Introducing new foods to bubba will ensure that he gets a variety of vitamins and nutrients.

You should only begin weaning her after the 6-month mark if you spot signs of developmental readiness. Dr Low Kah Tzay, a paediatrician at Anson International Paediatric & Child Development Clinic, says these can range from his ability to sit upright, hold his head in an upright position, eye what you eat, to opening his mouth when a spoonful of food is offered.

Unless the doctor has ordered it, avoid introducing solid foods if your tot is younger than the desired age as his gastrointestinal system is not mature enough to break down nutrients from food. Also, take note of these ground rules:

1) Milk still rules

Don’t omit milk in bubba's diet just yet as milk forms the bulk of her meals until she turns 1, which also ensures she still gets the required nutrients. Dr Low notes, “At 6 months, children should be given milk after solid foods are given, though the ratio of foods and milk would depend on the child’s appetite.” If you’re worried baby wouldn’t want milk after making the jump to solid foods, offer milk cereal.

2) Be alert to allergies

You should wait several days before introducing a new food to your little one, so that you can pinpoint possible foods she is allergic to.

“Parents should look out for possible choking hazards by making it a point to observe your child when he eats.”

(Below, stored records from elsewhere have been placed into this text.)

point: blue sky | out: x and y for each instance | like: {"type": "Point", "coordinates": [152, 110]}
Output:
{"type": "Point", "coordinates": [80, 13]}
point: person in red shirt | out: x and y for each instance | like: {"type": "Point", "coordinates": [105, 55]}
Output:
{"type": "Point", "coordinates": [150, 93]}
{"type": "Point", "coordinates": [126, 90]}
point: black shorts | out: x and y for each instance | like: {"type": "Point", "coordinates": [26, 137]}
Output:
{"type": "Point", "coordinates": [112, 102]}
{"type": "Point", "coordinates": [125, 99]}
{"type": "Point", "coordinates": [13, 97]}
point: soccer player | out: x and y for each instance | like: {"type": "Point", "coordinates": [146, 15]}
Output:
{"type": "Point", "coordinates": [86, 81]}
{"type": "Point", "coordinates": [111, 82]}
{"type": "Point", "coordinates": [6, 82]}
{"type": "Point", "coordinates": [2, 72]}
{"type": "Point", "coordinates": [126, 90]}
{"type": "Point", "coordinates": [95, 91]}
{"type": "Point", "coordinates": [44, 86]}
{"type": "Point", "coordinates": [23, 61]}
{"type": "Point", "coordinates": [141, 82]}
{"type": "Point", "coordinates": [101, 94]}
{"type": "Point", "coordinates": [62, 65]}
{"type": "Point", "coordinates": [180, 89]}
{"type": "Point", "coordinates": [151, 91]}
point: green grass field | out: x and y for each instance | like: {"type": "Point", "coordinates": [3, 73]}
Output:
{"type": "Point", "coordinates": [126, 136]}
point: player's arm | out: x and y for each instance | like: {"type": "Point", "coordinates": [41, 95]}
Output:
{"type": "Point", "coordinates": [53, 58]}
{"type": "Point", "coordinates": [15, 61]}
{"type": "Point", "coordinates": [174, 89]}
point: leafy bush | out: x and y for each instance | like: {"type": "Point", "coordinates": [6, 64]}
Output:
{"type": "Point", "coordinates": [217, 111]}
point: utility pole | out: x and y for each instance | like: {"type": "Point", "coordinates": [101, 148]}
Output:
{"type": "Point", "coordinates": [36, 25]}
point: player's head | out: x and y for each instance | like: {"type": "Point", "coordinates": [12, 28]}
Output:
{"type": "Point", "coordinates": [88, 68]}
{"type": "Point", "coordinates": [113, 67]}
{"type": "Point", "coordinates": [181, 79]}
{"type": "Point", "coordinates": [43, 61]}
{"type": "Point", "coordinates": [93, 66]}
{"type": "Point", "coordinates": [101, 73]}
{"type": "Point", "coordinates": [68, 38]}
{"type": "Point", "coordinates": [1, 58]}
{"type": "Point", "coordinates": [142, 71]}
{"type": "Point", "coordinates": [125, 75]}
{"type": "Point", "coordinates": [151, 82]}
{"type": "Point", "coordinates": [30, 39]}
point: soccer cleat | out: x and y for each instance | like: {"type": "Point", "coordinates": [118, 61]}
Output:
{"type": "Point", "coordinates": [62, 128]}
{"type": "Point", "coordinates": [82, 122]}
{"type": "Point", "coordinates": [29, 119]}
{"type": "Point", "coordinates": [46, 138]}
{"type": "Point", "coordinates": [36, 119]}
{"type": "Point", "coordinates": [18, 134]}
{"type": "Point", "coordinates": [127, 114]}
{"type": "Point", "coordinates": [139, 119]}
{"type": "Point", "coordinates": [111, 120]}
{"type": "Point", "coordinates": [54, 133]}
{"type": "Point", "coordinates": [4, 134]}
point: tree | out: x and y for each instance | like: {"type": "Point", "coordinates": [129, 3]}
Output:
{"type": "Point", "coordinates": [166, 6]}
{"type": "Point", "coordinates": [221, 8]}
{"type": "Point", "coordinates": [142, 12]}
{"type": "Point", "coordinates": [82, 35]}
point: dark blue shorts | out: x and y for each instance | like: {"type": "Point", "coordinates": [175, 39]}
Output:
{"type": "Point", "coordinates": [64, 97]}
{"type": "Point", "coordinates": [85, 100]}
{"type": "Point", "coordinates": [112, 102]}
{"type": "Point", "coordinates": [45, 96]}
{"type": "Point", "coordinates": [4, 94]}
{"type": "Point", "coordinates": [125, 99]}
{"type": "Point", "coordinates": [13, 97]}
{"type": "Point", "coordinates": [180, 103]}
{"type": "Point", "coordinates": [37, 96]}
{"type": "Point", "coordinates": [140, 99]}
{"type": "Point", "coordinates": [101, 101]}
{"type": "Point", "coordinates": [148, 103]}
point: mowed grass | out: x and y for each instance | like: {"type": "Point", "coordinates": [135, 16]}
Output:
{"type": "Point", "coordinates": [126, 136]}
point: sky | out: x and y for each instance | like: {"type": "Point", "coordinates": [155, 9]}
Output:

3) Don’t stop just because he hates it

If baby rejects a certain food, it doesn’t mean you leave it out of his diet completely. Try again after two to three days. Some babies will need to try new foods up to 15 times before they accept it.

4) Read the food labels

When buying store-bought purées and baby food, stay away from foods with excess sugar, sodium or fats!

5) Be bold and be playful

Have fun with bubba’s food and try different combinations and tastes. Try combining different fruits and vegetables, which exposes your little one to a range of textures, too!

6) Mind the consistency

Wong Hui Xin, a dietitian at Mount Elizabeth Novena Hospital, reminds parents to look out for possible choking hazards by observing your child when he eats. Especially since bubba at 6 months is likely not to have any teeth yet, the consistency of the food you offer should be in smooth purées or mashed foods without any lumps. Between 7 and 9 months, give him mushy food with soft lumps or soft finger foods. From 9 months to age 1, you can feed him minced and chopped dishes, as well as hard finger foods. 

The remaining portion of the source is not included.